Does this publicity still for Pacific Rim remind you of anything? It should remind you of World War II: "Now is the time to join!" (sounds like Captain America, doesn't it?). It's because WWII will be invoked throughout the film that such a visual imagery is being employed, linking up the great historical defeat of socialism to us, today, having to make the same choice to defeat it once more. You may be saying, but the Pacific Rim battle in WWII was against Japanese Imperialism, not socialism, and that's correct, although WWII was, in general, a fight against socialism, and other wars (North Korea and Vietnam) were waged in the Pacific Rim, where socialism spread more readily; the film might also be readying us for the concept of a communist attack from across the Pacific from the Chinese.
When the soldiers enter the giant robots, and control the movements with their own movements, that becomes (at this point, it may change in the greater scheme of the film, but we can see it this way right now) a new metaphor for the difference between the way capitalists respond to changes and demands in the marketplace, and the way the beast, a socialist government, responds. As in the case of Obama's multi-billion dollar failures into the "green energy" domain, artificially trying to generate a business that wasn't there in the market, capitalists have a tighter, more secure sense of what the market will do, thereby allowing them to reap greater benefits for their exertions.
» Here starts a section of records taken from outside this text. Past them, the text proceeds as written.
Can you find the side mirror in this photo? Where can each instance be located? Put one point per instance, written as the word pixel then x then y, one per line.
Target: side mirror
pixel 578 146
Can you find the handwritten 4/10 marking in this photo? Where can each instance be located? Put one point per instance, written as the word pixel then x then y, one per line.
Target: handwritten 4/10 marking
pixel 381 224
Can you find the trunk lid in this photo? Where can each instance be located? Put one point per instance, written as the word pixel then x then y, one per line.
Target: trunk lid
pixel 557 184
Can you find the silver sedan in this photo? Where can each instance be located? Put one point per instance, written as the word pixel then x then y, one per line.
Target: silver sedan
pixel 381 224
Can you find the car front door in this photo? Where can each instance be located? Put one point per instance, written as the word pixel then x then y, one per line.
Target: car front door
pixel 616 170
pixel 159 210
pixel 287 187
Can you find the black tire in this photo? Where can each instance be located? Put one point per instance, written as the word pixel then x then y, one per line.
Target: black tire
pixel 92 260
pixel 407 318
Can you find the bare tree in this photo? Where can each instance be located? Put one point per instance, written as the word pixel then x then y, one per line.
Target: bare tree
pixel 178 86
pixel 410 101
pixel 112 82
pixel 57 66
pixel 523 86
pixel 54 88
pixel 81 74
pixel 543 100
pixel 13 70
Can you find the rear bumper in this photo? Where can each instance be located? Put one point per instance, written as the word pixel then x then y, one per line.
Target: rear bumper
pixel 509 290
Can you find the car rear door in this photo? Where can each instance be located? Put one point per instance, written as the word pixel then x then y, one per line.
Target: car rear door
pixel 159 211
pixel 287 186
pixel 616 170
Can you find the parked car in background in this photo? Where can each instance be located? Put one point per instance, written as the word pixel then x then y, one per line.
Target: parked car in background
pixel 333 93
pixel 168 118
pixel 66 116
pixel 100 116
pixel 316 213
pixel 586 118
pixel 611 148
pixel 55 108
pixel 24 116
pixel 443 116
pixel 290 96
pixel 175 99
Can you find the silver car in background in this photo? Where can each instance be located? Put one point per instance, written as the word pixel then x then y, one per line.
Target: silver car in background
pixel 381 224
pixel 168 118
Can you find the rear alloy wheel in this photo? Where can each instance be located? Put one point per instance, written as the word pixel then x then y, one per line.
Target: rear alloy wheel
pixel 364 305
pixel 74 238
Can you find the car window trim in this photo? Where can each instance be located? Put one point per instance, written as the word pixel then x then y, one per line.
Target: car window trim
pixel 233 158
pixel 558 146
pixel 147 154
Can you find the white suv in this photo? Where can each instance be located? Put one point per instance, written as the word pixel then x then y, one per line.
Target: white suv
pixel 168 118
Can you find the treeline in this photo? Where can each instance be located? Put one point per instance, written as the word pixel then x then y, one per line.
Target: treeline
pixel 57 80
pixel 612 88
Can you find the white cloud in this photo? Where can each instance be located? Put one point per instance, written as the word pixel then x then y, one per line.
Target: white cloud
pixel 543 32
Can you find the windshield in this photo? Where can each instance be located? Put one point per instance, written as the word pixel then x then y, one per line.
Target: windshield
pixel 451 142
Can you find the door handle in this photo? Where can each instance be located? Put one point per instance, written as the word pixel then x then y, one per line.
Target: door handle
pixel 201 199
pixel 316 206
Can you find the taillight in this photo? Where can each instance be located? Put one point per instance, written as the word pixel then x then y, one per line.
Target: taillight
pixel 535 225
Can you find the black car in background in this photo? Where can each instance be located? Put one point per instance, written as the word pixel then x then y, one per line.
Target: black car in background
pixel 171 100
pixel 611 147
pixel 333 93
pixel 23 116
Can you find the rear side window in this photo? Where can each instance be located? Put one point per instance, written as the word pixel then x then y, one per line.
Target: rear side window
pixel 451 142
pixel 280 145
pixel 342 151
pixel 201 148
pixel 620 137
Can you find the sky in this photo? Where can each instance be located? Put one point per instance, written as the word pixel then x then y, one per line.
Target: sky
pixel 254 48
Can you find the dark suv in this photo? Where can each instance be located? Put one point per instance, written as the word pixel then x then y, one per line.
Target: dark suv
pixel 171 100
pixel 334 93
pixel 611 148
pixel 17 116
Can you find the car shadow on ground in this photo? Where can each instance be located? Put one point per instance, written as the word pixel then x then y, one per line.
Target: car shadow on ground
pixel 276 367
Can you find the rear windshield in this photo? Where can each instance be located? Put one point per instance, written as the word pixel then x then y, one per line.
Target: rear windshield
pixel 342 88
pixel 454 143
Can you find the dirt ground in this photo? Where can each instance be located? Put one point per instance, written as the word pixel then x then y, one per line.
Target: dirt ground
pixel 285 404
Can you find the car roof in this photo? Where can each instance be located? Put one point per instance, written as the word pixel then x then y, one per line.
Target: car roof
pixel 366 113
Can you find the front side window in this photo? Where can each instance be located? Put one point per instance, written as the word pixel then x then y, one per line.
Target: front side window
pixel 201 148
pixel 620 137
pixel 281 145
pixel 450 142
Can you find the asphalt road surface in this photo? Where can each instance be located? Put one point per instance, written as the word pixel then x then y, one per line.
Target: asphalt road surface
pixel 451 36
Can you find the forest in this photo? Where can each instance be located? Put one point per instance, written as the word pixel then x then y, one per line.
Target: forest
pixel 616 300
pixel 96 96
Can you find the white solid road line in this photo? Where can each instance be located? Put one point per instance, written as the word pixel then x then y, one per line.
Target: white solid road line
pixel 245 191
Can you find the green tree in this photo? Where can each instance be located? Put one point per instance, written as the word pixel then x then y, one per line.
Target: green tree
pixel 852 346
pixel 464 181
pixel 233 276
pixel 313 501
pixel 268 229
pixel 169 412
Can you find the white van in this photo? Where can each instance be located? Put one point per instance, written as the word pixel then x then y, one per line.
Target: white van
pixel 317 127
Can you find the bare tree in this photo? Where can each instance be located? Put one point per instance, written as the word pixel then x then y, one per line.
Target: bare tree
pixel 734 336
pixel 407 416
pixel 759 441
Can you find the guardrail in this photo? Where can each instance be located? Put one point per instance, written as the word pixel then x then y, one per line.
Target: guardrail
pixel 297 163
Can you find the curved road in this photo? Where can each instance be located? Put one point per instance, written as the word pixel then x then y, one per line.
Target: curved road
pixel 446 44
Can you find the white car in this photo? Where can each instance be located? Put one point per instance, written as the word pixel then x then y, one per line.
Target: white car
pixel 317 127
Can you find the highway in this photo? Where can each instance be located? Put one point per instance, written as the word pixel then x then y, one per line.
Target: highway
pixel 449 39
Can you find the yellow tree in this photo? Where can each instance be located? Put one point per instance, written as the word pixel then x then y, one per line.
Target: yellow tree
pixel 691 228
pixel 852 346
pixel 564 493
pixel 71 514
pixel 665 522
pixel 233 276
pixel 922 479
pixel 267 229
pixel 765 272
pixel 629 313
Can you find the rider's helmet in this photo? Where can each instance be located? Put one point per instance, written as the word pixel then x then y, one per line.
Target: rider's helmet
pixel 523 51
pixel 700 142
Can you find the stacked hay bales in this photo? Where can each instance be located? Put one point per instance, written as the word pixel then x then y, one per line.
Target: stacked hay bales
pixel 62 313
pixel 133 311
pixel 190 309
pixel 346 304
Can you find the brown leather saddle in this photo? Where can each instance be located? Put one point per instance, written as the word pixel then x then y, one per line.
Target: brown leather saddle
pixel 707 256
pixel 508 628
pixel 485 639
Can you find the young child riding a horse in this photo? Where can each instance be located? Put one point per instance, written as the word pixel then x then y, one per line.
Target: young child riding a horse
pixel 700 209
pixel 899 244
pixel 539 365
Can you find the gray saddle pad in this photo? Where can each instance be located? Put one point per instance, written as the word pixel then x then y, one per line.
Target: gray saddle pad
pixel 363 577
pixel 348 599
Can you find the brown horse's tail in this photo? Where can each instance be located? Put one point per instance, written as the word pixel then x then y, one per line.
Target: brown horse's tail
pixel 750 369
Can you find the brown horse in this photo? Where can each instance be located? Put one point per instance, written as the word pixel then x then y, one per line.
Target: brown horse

I expect--though, as always, we all know I could be wrong--that the robots will become a metaphor in the battle for the well-run company by capitalists vs. the clumsily run monster of a socialist government.
And the newest trailer from GI Joe Retaliation (release date March 29):
"They didn't say anything about re-enlisting," Joe says, and the same men fighting the same battle--and helping the younger generation--is a theme we have seen several times all ready (Red Dawn, Expendables 2, Men In Black III) but, let's take a quick look at that "new weapon" we're shown. If you noticed, it didn't blow up the buildings in London, there wasn't an explosion, rather, the new weapon broke up the foundation of the city; BUT in the meeting of world leaders, North Korea--a communist country--is mentioned as having their country destroyed fifteen times over by this new weapon; so what's going on? It appears we will have to actually wait to see the film! This might be a scathing critique on Karl Marx that, even though he thought socialism would put an end to nationalities and patriotism, GI Joe Retaliation may suggest that the Chinese (Cobra and Zartan) will use communism to enslave the rest of the world, regardless of which economic model they are based upon (including fellow socialist countries like North Korea).  But I will be watching GI Joe before going to see this new installment!